Who should take the influenza vaccine this year?
With the persistence of the COVID-19 pandemic and concerns that influenza infections may increase the burden on health care systems, WHO recommends that health care workers and older adults be given top priority for the influenza vaccine this year, especially where there is limited supply. Health care workers are at high risk of getting infected through their regular contact with patients and the influenza vaccine will contribute to minimizing absenteeism due to influenza and decrease disruption to the workforce.
Older adults are at much greater risk of severe disease and death from influenza when compared to younger adults, so the vaccine will help decrease the risks for that population.
If the influenza vaccine supply still allows for others to get vaccinated, then individuals with underlying health conditions, pregnant women and children should be prioritized next in no particular order.
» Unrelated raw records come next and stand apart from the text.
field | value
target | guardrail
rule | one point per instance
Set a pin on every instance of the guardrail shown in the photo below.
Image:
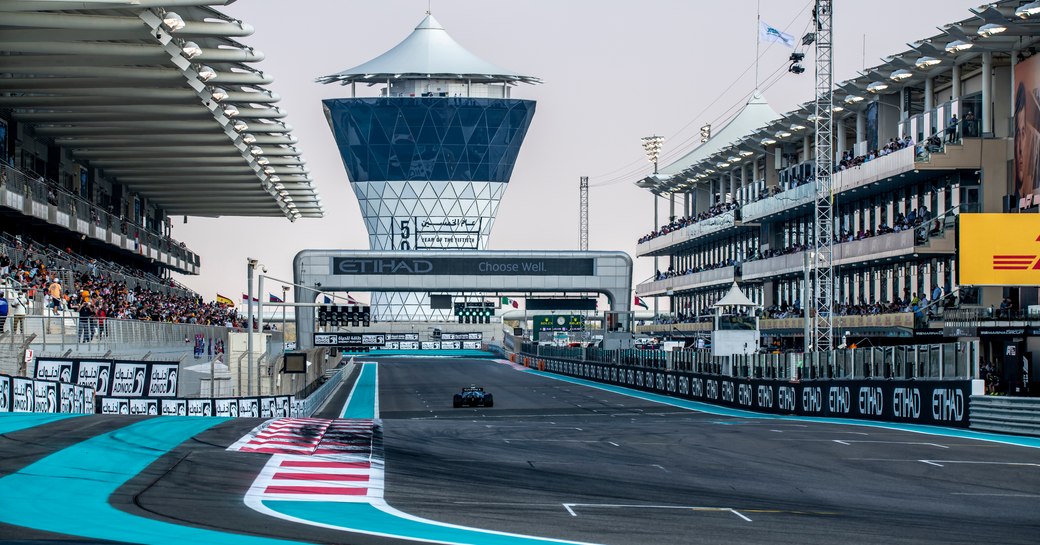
(1007, 415)
(310, 405)
(946, 361)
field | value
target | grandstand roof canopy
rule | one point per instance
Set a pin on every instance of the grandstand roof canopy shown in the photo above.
(427, 52)
(931, 57)
(161, 97)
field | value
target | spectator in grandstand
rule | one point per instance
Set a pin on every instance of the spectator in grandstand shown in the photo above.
(85, 322)
(952, 129)
(19, 308)
(54, 291)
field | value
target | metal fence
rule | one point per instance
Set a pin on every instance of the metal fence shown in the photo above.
(958, 360)
(101, 336)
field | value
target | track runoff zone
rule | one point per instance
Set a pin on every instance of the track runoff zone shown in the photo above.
(556, 457)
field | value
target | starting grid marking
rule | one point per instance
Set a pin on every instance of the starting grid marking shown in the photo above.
(315, 460)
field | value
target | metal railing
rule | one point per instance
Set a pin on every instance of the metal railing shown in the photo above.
(924, 361)
(100, 335)
(39, 189)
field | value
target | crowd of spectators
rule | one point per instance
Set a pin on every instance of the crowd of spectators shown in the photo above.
(680, 223)
(39, 286)
(671, 273)
(849, 160)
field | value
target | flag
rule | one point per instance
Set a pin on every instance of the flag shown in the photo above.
(769, 33)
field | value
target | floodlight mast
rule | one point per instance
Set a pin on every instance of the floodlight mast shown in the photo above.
(822, 257)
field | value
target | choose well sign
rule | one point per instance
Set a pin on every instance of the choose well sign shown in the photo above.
(999, 250)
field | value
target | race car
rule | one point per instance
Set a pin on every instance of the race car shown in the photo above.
(472, 396)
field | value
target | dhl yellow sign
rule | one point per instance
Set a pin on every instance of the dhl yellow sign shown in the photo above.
(999, 250)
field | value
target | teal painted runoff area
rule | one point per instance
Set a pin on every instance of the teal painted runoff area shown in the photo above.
(362, 401)
(68, 491)
(369, 519)
(1032, 442)
(10, 422)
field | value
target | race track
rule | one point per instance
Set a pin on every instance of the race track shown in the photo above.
(552, 459)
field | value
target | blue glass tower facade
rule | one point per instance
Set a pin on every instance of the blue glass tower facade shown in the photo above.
(429, 138)
(430, 158)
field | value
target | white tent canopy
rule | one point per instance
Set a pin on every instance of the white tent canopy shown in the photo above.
(735, 297)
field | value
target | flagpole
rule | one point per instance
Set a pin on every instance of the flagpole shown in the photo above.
(758, 26)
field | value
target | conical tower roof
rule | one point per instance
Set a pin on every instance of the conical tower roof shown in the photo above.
(427, 52)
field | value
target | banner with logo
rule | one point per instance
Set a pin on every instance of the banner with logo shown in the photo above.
(95, 374)
(4, 393)
(57, 370)
(265, 407)
(144, 407)
(22, 394)
(939, 403)
(119, 379)
(162, 380)
(175, 407)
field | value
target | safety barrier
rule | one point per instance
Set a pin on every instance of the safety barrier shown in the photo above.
(21, 394)
(1003, 414)
(310, 405)
(262, 407)
(941, 403)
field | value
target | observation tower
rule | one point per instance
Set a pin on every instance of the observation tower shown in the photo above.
(431, 153)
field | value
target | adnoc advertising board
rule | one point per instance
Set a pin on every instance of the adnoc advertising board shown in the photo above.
(999, 250)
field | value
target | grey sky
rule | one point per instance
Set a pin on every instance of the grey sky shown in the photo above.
(614, 71)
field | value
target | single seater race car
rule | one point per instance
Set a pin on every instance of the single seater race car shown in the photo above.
(472, 396)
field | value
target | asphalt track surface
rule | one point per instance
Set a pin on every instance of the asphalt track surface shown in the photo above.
(551, 459)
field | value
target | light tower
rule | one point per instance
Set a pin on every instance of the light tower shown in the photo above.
(431, 156)
(822, 262)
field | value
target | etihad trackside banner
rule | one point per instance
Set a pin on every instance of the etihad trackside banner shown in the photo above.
(925, 401)
(21, 394)
(110, 378)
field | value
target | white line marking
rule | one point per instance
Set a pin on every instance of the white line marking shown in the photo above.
(997, 495)
(737, 513)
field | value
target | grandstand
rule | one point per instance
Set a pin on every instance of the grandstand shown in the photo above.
(919, 139)
(115, 118)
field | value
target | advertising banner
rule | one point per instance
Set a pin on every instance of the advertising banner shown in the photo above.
(162, 380)
(58, 370)
(22, 394)
(4, 393)
(174, 407)
(95, 374)
(226, 407)
(67, 394)
(144, 407)
(1027, 130)
(200, 408)
(999, 250)
(129, 380)
(114, 406)
(940, 403)
(249, 408)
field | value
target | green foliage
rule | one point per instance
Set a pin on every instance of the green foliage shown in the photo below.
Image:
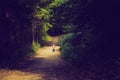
(71, 53)
(34, 48)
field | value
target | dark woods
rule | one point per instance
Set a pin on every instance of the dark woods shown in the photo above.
(92, 28)
(94, 31)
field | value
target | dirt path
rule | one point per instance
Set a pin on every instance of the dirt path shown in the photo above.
(46, 65)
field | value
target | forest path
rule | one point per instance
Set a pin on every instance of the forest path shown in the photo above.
(46, 65)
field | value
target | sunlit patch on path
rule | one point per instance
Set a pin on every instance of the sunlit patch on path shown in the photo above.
(46, 65)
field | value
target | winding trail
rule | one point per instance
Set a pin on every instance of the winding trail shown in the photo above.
(46, 65)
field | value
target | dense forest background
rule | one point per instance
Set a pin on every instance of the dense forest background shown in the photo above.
(89, 29)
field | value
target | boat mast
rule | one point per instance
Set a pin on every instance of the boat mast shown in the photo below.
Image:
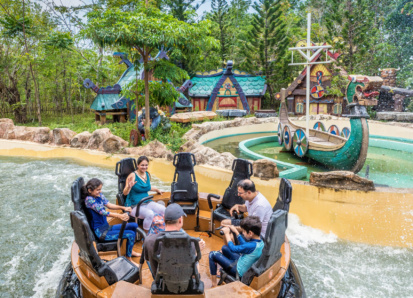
(309, 62)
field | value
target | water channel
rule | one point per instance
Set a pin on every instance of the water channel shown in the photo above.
(36, 238)
(386, 167)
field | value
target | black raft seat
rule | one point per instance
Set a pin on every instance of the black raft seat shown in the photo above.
(177, 255)
(184, 188)
(242, 169)
(119, 269)
(274, 239)
(79, 205)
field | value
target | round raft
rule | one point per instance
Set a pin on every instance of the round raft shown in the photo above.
(99, 269)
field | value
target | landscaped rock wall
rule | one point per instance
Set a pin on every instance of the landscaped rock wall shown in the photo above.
(101, 139)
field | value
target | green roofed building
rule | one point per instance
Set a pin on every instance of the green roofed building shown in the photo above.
(227, 89)
(109, 100)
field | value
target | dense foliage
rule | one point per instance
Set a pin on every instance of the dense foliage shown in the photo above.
(46, 51)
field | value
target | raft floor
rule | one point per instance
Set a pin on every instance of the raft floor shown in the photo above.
(211, 243)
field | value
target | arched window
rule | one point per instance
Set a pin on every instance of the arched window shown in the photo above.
(337, 109)
(299, 108)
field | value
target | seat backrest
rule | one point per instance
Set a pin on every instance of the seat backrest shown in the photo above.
(242, 169)
(77, 199)
(284, 197)
(274, 239)
(184, 178)
(84, 239)
(176, 263)
(123, 169)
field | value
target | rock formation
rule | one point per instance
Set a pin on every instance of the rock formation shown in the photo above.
(341, 180)
(265, 169)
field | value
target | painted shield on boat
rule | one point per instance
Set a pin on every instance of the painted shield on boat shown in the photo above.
(334, 130)
(319, 126)
(288, 138)
(317, 91)
(300, 142)
(280, 134)
(345, 133)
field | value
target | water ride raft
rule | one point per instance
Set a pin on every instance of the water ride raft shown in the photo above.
(99, 269)
(193, 116)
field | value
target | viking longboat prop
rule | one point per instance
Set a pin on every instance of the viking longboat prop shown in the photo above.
(339, 151)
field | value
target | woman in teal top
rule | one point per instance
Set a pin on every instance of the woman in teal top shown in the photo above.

How effective is the influenza vaccine?
The influenza vaccine is the best tool we have for preventing influenza and reducing the risk of serious complications and even death. The effectiveness of the vaccine can vary from one year to another, depending on the types of influenza viruses circulating and how well they match with the vaccine. It also depends on the health status and age of the person vaccinated, as well as time since vaccination. On average, the vaccine prevents around 60% of infections in healthy adults aged 18–64 years. Influenza vaccines become effective about 14 days after vaccination.
Do people need to be vaccinated against influenza every winter?
Yes. Influenza viruses constantly change and different strains can circulate each year. In addition, people’s immunity against influenza decreases over time. Seasonal influenza vaccines are therefore updated to reflect the most commonly circulating strains each year in order to provide the people who take them the highest possible immunity against these strains.
Is the influenza vaccine safe?
Yes. Seasonal influenza vaccines have been in use for more than 50 years. They have been administered to millions of people and have a good safety record. Every year, national medicines regulatory authorities carefully examine each influenza vaccine before it is licensed. Systems are in place to monitor and investigate any reports of adverse events following influenza immunization.
Does the influenza vaccine decrease immunity against other diseases like COVID-19?
No. The purpose of any vaccine is to train the immune system on how to respond if it encounters the real disease in the future. This training does not affect the immune system against other diseases but rather strengthens it against the target disease. This immunity may last for a short period of time or for many years depending on the type of disease and type of vaccine. The influenza vaccine is considered good for one year, after which immunity against the disease decreases.
Does the influenza vaccine protect against COVID-19?
No, because influenza and COVID-19 are 2 different diseases. But because both respiratory diseases can impact the health of those infected in severe ways, getting immunized against influenza can decrease the impact of this disease on someone who may already be struggling with COVID-19. It is better for patients and health systems to be dealing with one respiratory illness instead of 2.
Should I take the influenza vaccine if I am showing symptoms of COVID-19, or if I have had COVID-19?
There are no known medical contraindications to vaccinating persons who have COVID-19. However, to minimize risk of COVID-19 transmission when taking the vaccine, individuals with suspected or confirmed COVID-19 should be isolated and cared for until they are no longer infectious since the act of seeking immunization may increase the spreading of the infection to others. For that reason, these individuals should defer vaccination until they are released from isolation. Afterwards, it is advised that they take the influenza vaccine in order to decrease the possibility of severe disease from influenza.
If I wasn’t vaccinated with the influenza vaccine before, would it be safe to take the influenza vaccine during the pandemic?
Yes. There are no known medical contraindications to vaccinating persons who have COVID-19. WHO advises that high-risk groups should take the influenza vaccine during the COVID-19 pandemic in order to decrease the possibility of severe respiratory illness from the co-circulating viruses this influenza season and to decrease the burden on health care systems. This advice is regardless of whether the person has been vaccinated before against influenza, since the influenza strains circulating today may be different from the ones that circulated in previous years.
What can I do if the influenza vaccine is not available where I live?
Most countries are able to provide the influenza vaccine in limited quantities only, which is why WHO advises prioritizing high-risk groups, starting with health care workers and the elderly. Some countries may not have been able to procure the vaccine at all this year.
Whether you are able to find the vaccine or not, you can still decrease the chances of catching or spreading influenza by following the same public health and social measures recommended for COVID-19:
- Maintain hand hygiene through frequent hand washing with soap and water, or hand sanitizer.
- Keep a physical distance of at least one metre from others and wear a mask when that is not possible.
- Observe respiratory etiquette by coughing and sneezing into your elbow.
- Seek medical advice if you develop respiratory symptoms and especially if you fall within the high-risk category.
- Self-isolate if you get sick or self-quarantine if you have come into contact with infected individuals.